Marshal Foch Professor of French Literature, University of Oxford
- In office 1979 – 9 September 1986

Bodley's Librarian, Bodleian Library, University of Oxford
- In office 1966–1979

Personal details
- Born: 25 November 1919 Todmorden, West Riding of Yorkshire, England
- Died: 9 September 1986 (aged 66)
- Occupation: Philologist, librarian

= Robert Shackleton =

British linguist and librarian (1919–1986)

Robert Shackleton CBE (25 November 1919 - 9 September 1986) was an English French language philologist and librarian.

Shackleton was born in Todmorden, West Riding of Yorkshire. He was educated at Oriel College, Oxford, and taught French at Brasenose College, Oxford, from 1946 to 1966. He also served as college librarian from 1948 to 1966.

From 1966 to 1979 he served as Bodley's Librarian, the director of the Bodleian Library. In 1983-84 he held the Lyell Readership in Bibliography and lectured on "The Bibliographical History of Montesquieu."

From 1979 to 1986 he was Marshal Foch Professor of French Literature at the university, a position that carried with it a Fellowship at All Souls College, Oxford.

He was appointed a Commander of the Order of the British Empire (CBE) in 1986.

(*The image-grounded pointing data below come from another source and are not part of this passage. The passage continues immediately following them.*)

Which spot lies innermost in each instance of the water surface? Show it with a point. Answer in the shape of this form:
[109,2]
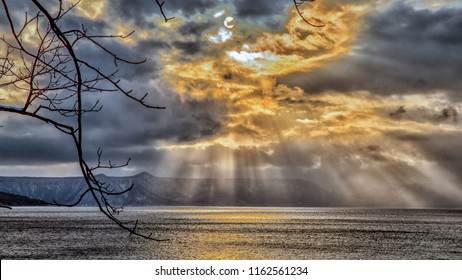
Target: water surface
[233,233]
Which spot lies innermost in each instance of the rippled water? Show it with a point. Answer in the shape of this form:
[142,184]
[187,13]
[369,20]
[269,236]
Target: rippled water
[233,233]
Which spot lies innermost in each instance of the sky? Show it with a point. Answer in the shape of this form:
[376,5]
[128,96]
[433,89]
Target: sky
[368,104]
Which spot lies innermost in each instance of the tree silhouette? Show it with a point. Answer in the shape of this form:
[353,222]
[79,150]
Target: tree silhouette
[51,79]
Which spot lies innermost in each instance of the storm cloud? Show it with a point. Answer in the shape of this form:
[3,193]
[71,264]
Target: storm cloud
[401,50]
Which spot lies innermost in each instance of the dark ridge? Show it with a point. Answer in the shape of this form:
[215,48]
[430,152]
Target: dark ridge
[8,199]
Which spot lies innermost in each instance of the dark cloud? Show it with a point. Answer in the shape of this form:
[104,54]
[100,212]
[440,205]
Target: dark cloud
[399,50]
[24,141]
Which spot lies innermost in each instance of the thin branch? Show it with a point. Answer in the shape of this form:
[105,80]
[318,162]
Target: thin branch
[297,4]
[161,4]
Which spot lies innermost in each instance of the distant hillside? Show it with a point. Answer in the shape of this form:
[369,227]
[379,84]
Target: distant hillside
[8,199]
[154,191]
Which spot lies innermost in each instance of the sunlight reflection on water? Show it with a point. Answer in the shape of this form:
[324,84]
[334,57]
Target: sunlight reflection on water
[233,233]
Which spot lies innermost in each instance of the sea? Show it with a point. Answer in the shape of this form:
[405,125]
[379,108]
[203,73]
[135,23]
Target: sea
[232,233]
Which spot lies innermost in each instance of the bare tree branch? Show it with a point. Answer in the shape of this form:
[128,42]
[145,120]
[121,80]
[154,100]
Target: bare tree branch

He was a bibliophile who amassed a considerable collection of books relating to the Enlightenment, much of which is now in the John Rylands Library in Manchester. He also bequeathed a collection of c.1,000 volumes concerning Charles de Secondat, Baron de Montesquieu (1689–1755) to the Bodleian Library. He is the author of Montesquieu: A Critical Biography a standard introduction to Montesquieu's life and thought as well as to the historical and intellectual background.